私たちのチームにおいて、使用ツール等については個人の判断に任せています。一人ひとりにプロジェクトの裁量を委ねていることもありますし、案件ごとに実施すべき手続きが異なることやそれぞれの得手不得手に応じて使い分けられる状態がベストだと考えています。

私は、多くの場合Pythonでプログラムを組みますが、統計的な処理を行う際にはR言語を使用することもあります。いわゆるパッケージ化されたデータ分析ソフトは使用していません。この点においては他メンバーも同様です。私たちのデータ分析チームに関していえば、作業環境は、AWSをメインに利用しており、Jupyter LabやSageMakerのような開発環境を構築して利用したり、大量のデータ処理のためにAthenaを利用したりと、作業に応じて利用するツールを選択しています。また、データの可視化のためにQuickSightやMetabaseのようなBIツールを構築して利用している場合もあります。

AWSの一部のサービスについては、チームメンバーからの提案によって最近導入したものもあります。データ分析は、処理するデータが膨大になるため作業するパソコンのスペックやパワーに依存してしまいます。そのためクラウドなどの外部処理デバイスに接続し、より大きいリソースを確保して分析するなど、効率や最適な作業環境への改善に対する意見が反映されやすい環境にあり、作業者にとってのストレス負荷は改善されやすいです。

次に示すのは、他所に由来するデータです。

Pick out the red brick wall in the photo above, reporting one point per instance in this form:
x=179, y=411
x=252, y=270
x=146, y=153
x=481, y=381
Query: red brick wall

そうしたことも関連してか、チームメンバーは自由で伸び伸びしているとよく言われます。一方で、チームメンバーに限らずデジタルガレージグループ全体に共通するのは、情報に対する感度の高さです。ここ数年だけでもIT業界の潮流はかなり変化し、技術はますます激しいスピード感で躍進や衰退をしています。その中でデジタルガレージグループは、グループ会社を横断した全体会議などにおいて、最新技術や動向などをリアルタイムで拾い上げています。2023年5月時点ですでに、既存サービスにChatGPTを活用した最新のプラグインを実装したグループ会社もありました。日本国内の中でもトップレベルのスピード感です。

VUGAと呼ばれる先行き不透明な時代においても、デジタルガレージグループであればこの荒波を乗り切れるような確信があります。企業としても常に変化していく会社ですので、それも含めて楽しめる技術者の方にとっては理想の環境かもしれません。展開するサービスも多岐に渡りますし、技術領域においてもweb3やAI、決済など複数の分野を有するグループですので、特定の領域に絞ることなく入社後に自分の興味に応じて方向転換できることも魅力のひとつです。そうした心持ちで、気軽にデジタルガレージグループについて、興味をもち、キャリアパスにおけるひとつのカードとして見ていただけたらと思います。